FunMap reveals a functional network of genes and proteins in human cancer

Large-scale protein and gene profiling have massively expanded the landscape of cancer-associated proteins and gene mutations, but it has been difficult to discern whether they play an active role in the disease or are innocent bystanders. In a study published in Nature Cancer, researchers at Baylor College of Medicine revealed a powerful and unbiased machine learning-based approach called FunMap for assessing the role of cancer-associated mutations and understudied proteins, with broad implications for advancing cancer biology and informing therapeutic strategies.

“Gaining functional information on the genes and proteins associated with cancer is an important step toward better understanding the disease and identifying potential therapeutic targets,” said corresponding author Dr. Bing Zhang, professor of molecular and human genetics and part of the Lester and Sue Smith Breast Center at Baylor.

“Our approach to gain functional insights into these genes and proteins involved using machine learning to develop a network mapping their functional relationships,” said Zhang, member of Baylor’s Dan L Duncan Comprehensive Cancer Center and a McNair Scholar. “It's like, I may not know anything about you, but if I know your LinkedIn connections, I can infer what you do.”

The team developed FunMap, a functional network of 10,525 genes constructed using a supervised machine learning method that integrates protein datasets and RNA sequencing data from 11 cancer types recently harmonized by the Clinical Proteomic Tumor Analysis Consortium (CPTAC) pan-cancer working group.

“With FunMap, we found 196,800 associations among 10,525 proteins – a comprehensive and unbiased proteomic coverage and a high level of functional relevance,” Zhang said. “Two key differences between our approach and previous gene co-expression network studies are first, the integration of cancer protein data with mRNA expression data and second, the application of supervised machine learning to synergize all datasets to maximize the predictive power.

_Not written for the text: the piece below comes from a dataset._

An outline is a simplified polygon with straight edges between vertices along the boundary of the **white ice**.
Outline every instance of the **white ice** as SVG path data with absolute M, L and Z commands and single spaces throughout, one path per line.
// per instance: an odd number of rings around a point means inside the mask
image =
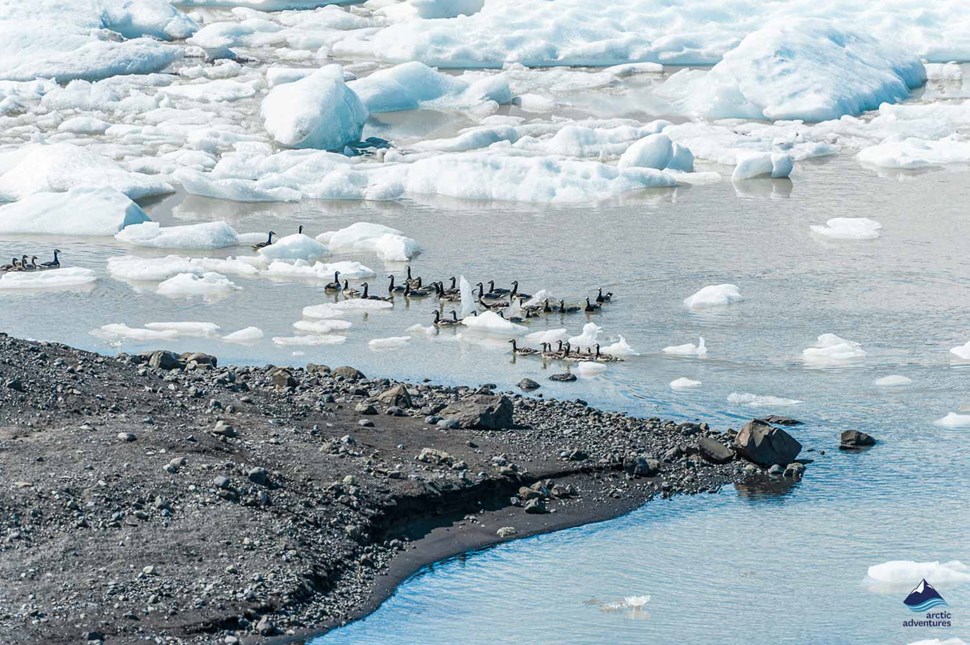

Unexpectedly, our approach outperformed protein–protein interaction networks in discriminating between functionally relevant and irrelevant gene pairs.”

Through network analysis, FunMap uncovers protein modules and a hierarchical modular organization linked to cancer hallmarks and clinical characteristics, predicts the functions of understudied cancer proteins, offers deeper insights into established cancer drivers and identifies drivers with low mutation frequency.

“More than 200 genes are highly overexpressed or under-expressed in cancer, but we know very little about their specific roles in the disease,” Zhang said. “When we mapped these genes in our network, we were able to look at the neighborhood and make a prediction about their function.”

For example, the expression of the understudied gene MAB21L4 is significantly below normal in three types of cancer tumors. FunMap showed that this gene’s network neighborhood is enriched for genes associated with epithelial cell differentiation, the suppression of which plays a critical role in tumor progression. Clinical tumor grading data, together with a recent study showing that loss of MAB21L4 blocks differentiation to drive the development of squamous cell carcinoma, provide strong evidence to support a tumor suppressor role of MAB21L4.

Moreover, leveraging cutting edge deep learning methods with FunMap uncovered numerous previously unrecognized cancer drivers with low mutation frequencies, including a novel tumor suppressor role for LGI3, supported by gene knockout experimental data.  

This study highlights the great potential of integrating machine learning and proteogenomic profiling to gain a deeper understanding of complex cancer systems. By generating a comprehensive functional network, this approach provides a robust framework for cancer functional genomics research, offering valuable insights into mutations and cancer-associated proteins.

“These findings can greatly aid in prioritizing targets for clinical translation, ultimately contributing to the development of more effective cancer therapies,” Zhang said.

The FunMap Python package is fully open source and available for download from the Python Package Index (https://pypi.org/project/funmap).

Co-first authors, Zhiao Shi and Jonathan T. Lei, and John M. Elizarraras, also contributed to this work. All are affiliated with Baylor College of Medicine.

The authors acknowledge contributions from the CPTAC and its Pan-Cancer Analysis working group. This work was supported by National Institutes of Health grants from the National Cancer Institute (U24 CA210954, U24 CA271076, R01 CA245903 and U01 CA271247), by the Cancer Prevention and Research Institute of Texas (CPRIT) (award RR160027), a CPRIT scholarship and a cancer scholarship by the McNair Medical Institute at the Robert and Janice McNair Foundation.